Last week, the words and actions of one devout Mormon transformed this skepticism into deep respect.
Sen. Mitt Romney’s Senate floor speech that preceded his vote on impeachment took my breath away. He did not just do what was right and speak the truth. He did these things while breaking from the protective shelter of his political tribe, standing alone and exposed to their reflexive outrage.
Since my earliest days, I was taught that this sort of bravery is what we most admire and should, whenever presented with the opportunity, mirror in our own lives. Yet in fact, the display of bravery by Romney was beyond extraordinary. With few, if any, analogues in our current political landscape, such bravery seemed until last week to be nearly extinct.
Two things most stand out in Romney’s courageous stand. First and foremost, he was guided by his religious faith. He gave his oath before God, and then — amazingly enough — actually took that oath seriously.
In American political life, religious faith is supposed to be a matter of outward appearance only, on a par with wearing the right clothes and selecting the correct salad fork. Make your political calculations and decisions based on anything but your religious faith, but be sure to always invoke, “May God bless the United Sates of America,” as window dressing.
Romney declined to use religion as a tool of partisan conformity. He chose instead to apply the underlying principles of his Mormon faith to a critical decision placed before him as a public servant. As expressed under trying circumstances, Romney’s Mormonism revealed itself to be much more closely aligned with New Testament teachings than what we typically see from modern-day Evangelicalism.
Many right-wing Evangelicals – and one almost has to ask, is there any other kind these days? -- have repeatedly exposed themselves during the Trump years as self-serving, power-hungry Pharisees. (It should be added that this has not gone unnoticed by a few of their more thoughtful members.)
This negative exposure reached its zenith during the recent impeachment proceedings. From the outset, Evangelicals granted their venal, debased and out-of-control leader a blanket indulgence from any form of wrongdoing, viciously attacking anyone engaged in a search for the truth.

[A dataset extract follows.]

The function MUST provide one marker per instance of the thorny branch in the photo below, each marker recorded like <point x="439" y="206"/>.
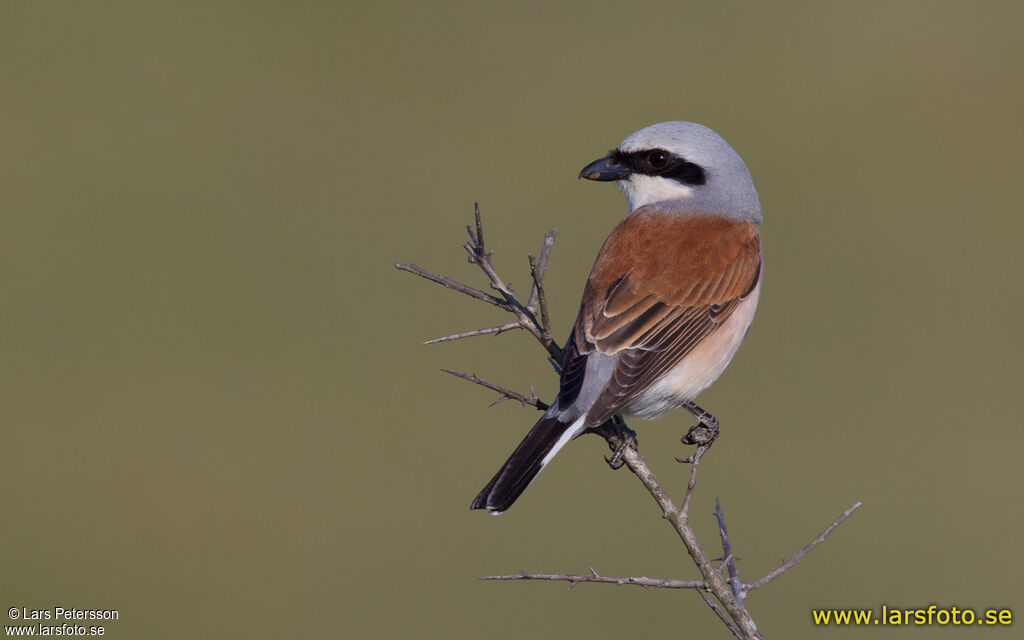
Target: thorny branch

Romney, in stark contrast, recognized through his actions as well as his words that God is truth. The faithful are taught to embrace and promote truth in public life, not suppress it. Romney followed this teaching.
Secondly, Romney gave us a much-needed reminder of the embattled notion that our system of justice is based on impartial fact-finding rather than accusation and innuendo. Here he was countered by the flat refusal of Trump’s acolytes to weigh the evidence.

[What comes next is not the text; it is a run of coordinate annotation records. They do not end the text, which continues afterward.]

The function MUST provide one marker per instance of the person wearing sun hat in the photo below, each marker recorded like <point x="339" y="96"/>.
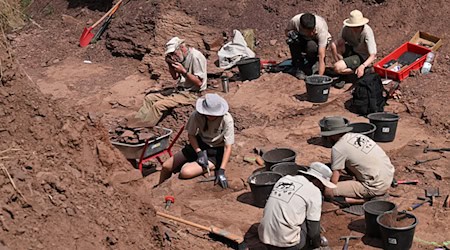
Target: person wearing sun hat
<point x="355" y="48"/>
<point x="293" y="211"/>
<point x="186" y="65"/>
<point x="359" y="156"/>
<point x="210" y="131"/>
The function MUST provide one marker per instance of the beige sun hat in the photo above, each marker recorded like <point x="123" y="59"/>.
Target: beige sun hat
<point x="356" y="19"/>
<point x="212" y="104"/>
<point x="173" y="44"/>
<point x="321" y="172"/>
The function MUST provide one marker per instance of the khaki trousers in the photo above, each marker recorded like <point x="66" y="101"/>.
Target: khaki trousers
<point x="155" y="104"/>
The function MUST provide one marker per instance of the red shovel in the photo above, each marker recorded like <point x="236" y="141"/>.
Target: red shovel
<point x="87" y="35"/>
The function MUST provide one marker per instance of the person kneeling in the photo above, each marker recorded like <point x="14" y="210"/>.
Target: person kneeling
<point x="211" y="135"/>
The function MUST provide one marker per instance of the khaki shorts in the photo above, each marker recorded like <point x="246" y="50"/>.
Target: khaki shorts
<point x="352" y="189"/>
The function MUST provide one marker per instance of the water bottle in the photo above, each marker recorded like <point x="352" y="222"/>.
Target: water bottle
<point x="427" y="65"/>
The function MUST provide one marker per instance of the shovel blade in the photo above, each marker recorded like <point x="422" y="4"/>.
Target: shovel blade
<point x="86" y="37"/>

Their distorted concept of justice springs from pure ideology, untethered from and unrestrained by a search for truth. It is an ideology dismissing all who dislike Trump (a plurality of Americans, at recent count) as inhuman “scum” to be fought at every turn.
Impeachment was a dead issue from the outset, simply because it was initiated by Democrats. All evidence presented in support of impeachment was disregarded, just as the receipt of any additional witness testimony and documents was met with wholesale rejection.
The Trumpist ideologues won. But their victory, while inevitable, was not total. Not quite.
One brave Republican senator followed the law, followed the evidence and followed the dictates of his conscience and his oath before God. That solitary act of courage ripped asunder any pretense that the vote of the Senate majority resulted from some recognized legal principle, or a principle of any sort, save for the principle of raw ideological expediency.
Romney’s demonstration of faith will — I hope and pray — long outlast the ethical and religious bankruptcy of his corrupted political party.
Robin Campbell is a resident of Park City and an attorney who practices appellate law in California.